Chào các bạn! Vì nhiều lý do từ nay Truyen2U chính thức đổi tên là Truyen247.Pro. Mong các bạn tiếp tục ủng hộ truy cập tên miền mới này nhé! Mãi yêu... ♥

" A-Andy? (...) Co ty tu robisz? "

Pov. Andy

Czułem, że nigdy wcześniej nie byłem tak szczęśliwy, jak w chwili obecnej.

Siedziałem w aucie z przyjaciółmi, z którymi teraz tworzyłem zespół, trzymając za rękę sens mojego życia.
Czułem, że teraz wszystko się zmieni.
Niegdy nie pomyślałbym, że moje życie zejdzie na taki tor, że moje życie tak się potoczy.

Zadarłem lekko wzrok, odszukując błysk czekoladowych tęczówek.

- Zostajesz u mnie..?- spytałem szeptem.

- Muszę posiedzieć z Sammym i Shawnem skarbie...- odpowiedział z lekkim smutkiem w głosie.- Moja mama powiedziała, że gdzieś wychodzi i ni- Jasne, Rye. Rozumiem - przerwałem mu i cmoknąłem go w policzek, na co on uniósł nasze splecione ręce i pocałował wierzch mojej dłoni.

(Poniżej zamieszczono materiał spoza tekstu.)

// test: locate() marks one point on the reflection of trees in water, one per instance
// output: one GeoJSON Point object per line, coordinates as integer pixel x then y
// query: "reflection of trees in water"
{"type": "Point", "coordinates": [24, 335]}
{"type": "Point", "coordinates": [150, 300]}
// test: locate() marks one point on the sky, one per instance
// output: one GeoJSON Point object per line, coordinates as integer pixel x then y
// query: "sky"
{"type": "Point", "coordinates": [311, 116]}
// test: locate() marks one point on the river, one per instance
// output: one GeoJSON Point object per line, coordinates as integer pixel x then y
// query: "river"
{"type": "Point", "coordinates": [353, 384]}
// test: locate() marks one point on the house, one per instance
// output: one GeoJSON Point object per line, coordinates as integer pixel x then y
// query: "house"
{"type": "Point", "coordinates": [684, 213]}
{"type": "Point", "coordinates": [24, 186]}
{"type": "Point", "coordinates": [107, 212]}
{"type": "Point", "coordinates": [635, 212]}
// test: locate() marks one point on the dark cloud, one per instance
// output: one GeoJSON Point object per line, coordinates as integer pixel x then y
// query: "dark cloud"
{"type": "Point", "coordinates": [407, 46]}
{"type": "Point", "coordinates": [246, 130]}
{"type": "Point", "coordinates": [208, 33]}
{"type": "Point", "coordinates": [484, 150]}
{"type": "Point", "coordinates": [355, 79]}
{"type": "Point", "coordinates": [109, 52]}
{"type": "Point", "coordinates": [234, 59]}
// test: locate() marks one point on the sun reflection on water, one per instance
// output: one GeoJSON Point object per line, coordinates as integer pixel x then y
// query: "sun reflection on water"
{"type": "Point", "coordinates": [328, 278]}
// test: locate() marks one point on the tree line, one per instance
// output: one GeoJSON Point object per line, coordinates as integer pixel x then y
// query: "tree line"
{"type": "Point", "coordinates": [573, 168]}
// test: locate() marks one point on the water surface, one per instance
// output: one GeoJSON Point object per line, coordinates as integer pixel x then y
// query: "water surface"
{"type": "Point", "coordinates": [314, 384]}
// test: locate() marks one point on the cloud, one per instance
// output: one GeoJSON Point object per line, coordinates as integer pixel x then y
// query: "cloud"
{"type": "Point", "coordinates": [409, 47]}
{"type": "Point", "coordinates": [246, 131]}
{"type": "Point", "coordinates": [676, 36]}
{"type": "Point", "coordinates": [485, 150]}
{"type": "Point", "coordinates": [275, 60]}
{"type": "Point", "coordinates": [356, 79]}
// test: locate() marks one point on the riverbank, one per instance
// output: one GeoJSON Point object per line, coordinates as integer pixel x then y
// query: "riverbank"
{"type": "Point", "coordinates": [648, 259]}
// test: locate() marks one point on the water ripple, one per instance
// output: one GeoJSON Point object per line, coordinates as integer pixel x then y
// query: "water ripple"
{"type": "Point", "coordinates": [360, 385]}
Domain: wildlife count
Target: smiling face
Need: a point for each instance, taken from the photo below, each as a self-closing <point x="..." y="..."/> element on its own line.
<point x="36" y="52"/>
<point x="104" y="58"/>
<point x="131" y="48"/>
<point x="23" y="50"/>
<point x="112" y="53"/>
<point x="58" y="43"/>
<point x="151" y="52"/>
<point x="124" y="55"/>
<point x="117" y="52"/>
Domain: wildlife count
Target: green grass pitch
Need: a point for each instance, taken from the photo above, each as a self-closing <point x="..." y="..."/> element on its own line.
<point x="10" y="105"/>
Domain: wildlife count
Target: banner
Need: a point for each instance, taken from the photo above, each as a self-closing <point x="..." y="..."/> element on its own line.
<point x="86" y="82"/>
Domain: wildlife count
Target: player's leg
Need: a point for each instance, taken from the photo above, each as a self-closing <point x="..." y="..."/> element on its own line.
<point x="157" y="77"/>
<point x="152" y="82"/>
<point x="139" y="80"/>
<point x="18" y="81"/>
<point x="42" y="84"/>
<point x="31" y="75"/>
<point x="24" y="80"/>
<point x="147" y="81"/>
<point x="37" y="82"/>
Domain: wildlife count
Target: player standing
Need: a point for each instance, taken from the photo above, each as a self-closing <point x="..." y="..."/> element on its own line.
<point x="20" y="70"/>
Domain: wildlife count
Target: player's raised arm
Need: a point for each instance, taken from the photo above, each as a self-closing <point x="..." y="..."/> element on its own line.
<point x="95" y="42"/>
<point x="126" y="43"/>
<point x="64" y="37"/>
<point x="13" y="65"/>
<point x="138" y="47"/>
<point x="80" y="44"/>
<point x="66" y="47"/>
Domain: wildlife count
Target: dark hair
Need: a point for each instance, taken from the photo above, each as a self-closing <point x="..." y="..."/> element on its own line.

Siedzieliśmy w samochodzie we trzech po tym jak Mikey podrzucił pod dom Jacka, a następnie Brooklyna.

Szatyn podjechał pod budynek, w którym znajdowało się moje mieszkanie.

- Dzięki Mikey.

- Nie ma sprawy. Nie zapomnij, że w sobotę jedziemy ogarnąć studio. Nie zaśpij Fovvs... Będę o 9 - zaśmiał się szatyn .

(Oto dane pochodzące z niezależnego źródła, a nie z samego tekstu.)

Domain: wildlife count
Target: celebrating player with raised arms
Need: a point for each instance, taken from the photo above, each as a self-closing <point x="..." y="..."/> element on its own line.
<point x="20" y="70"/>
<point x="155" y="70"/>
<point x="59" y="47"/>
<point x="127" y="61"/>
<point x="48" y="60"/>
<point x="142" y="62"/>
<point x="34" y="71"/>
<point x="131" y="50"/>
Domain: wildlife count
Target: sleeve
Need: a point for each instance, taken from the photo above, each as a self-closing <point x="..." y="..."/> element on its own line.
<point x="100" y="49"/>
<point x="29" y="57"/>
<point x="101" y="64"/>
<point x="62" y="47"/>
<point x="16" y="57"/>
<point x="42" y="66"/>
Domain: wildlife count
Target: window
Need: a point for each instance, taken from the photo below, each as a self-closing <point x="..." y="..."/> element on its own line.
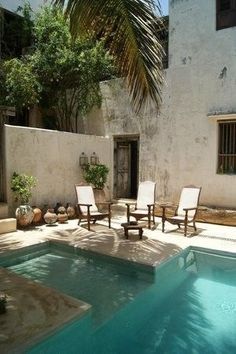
<point x="227" y="147"/>
<point x="225" y="14"/>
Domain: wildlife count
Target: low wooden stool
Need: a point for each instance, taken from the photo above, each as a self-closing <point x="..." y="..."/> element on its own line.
<point x="134" y="226"/>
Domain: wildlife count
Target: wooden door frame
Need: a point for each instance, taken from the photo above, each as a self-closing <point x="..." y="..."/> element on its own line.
<point x="119" y="139"/>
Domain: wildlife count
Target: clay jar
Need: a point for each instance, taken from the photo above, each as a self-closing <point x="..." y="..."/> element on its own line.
<point x="50" y="217"/>
<point x="70" y="210"/>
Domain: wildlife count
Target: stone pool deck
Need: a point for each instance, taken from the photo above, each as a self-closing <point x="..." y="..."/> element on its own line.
<point x="34" y="310"/>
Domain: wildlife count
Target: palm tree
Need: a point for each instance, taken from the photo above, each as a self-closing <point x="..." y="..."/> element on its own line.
<point x="130" y="30"/>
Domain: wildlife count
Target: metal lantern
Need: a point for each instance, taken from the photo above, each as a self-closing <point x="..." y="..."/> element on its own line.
<point x="83" y="160"/>
<point x="94" y="160"/>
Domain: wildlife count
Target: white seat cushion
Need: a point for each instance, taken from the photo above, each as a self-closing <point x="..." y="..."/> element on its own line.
<point x="146" y="194"/>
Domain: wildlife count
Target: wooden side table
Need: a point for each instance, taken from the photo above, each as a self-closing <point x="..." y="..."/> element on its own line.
<point x="134" y="226"/>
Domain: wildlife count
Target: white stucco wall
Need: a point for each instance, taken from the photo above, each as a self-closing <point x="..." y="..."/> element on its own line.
<point x="53" y="158"/>
<point x="178" y="146"/>
<point x="12" y="5"/>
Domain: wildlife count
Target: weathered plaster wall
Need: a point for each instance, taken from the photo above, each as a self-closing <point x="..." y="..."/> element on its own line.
<point x="53" y="158"/>
<point x="178" y="146"/>
<point x="12" y="5"/>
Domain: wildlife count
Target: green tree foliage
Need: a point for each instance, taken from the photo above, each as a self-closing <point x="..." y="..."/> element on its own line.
<point x="61" y="75"/>
<point x="96" y="175"/>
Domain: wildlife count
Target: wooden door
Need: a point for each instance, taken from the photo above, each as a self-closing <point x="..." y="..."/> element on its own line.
<point x="123" y="170"/>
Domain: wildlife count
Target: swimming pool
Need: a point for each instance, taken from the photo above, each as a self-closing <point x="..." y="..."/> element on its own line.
<point x="188" y="305"/>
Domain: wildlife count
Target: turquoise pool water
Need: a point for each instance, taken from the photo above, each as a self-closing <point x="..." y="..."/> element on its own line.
<point x="187" y="306"/>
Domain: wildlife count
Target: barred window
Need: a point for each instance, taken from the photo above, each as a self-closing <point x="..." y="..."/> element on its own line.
<point x="225" y="14"/>
<point x="227" y="147"/>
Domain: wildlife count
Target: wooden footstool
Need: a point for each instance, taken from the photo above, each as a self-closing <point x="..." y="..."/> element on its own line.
<point x="134" y="226"/>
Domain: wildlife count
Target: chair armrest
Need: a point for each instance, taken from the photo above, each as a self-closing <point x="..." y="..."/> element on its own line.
<point x="165" y="205"/>
<point x="187" y="209"/>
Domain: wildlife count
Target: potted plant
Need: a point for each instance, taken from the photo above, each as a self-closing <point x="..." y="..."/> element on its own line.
<point x="3" y="302"/>
<point x="97" y="176"/>
<point x="21" y="185"/>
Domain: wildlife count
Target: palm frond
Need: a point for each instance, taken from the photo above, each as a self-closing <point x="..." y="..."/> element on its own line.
<point x="130" y="29"/>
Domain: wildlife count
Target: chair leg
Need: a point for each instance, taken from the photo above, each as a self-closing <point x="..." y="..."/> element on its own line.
<point x="149" y="221"/>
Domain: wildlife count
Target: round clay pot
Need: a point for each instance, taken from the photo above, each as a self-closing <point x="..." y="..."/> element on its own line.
<point x="24" y="215"/>
<point x="50" y="217"/>
<point x="37" y="215"/>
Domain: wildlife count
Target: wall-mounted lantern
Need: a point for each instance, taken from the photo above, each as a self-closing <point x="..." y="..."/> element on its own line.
<point x="83" y="160"/>
<point x="94" y="160"/>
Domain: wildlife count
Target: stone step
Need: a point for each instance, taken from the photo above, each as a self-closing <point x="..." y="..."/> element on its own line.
<point x="3" y="210"/>
<point x="7" y="225"/>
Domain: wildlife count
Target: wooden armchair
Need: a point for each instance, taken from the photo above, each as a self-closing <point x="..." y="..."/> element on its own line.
<point x="186" y="211"/>
<point x="87" y="207"/>
<point x="145" y="204"/>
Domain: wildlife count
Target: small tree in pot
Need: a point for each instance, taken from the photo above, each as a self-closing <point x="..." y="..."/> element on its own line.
<point x="22" y="185"/>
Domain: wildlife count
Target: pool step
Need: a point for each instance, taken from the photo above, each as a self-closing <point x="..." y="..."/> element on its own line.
<point x="7" y="225"/>
<point x="3" y="210"/>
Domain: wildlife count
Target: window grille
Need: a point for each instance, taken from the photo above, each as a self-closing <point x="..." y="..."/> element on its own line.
<point x="227" y="147"/>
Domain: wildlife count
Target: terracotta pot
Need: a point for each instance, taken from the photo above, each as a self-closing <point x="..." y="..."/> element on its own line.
<point x="50" y="217"/>
<point x="100" y="197"/>
<point x="24" y="215"/>
<point x="37" y="215"/>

Łapiąc za klamkę odwróciłem się do mojego chłopaka i złożyłem czuły pocałunek na jego wargach.

- Przyjadę, jak najszybciej będę mógł...- mruknął po cichu, na co delikatnie przygryzłem jego dolną wargę.

- Będę czekał...

Wyszedłem z samochodu żegnając się z chłopakami i skierowałem się w stronę mieszkania.

Stanąłem przed drzwiami, szukając kluczy.
Poczułem się jak baba, która szuka czegoś w torebce, bo pomimo że ja dysponowałem tylko kieszeniami to i tak nie umiałem znaleźć tego małego cholerstwa.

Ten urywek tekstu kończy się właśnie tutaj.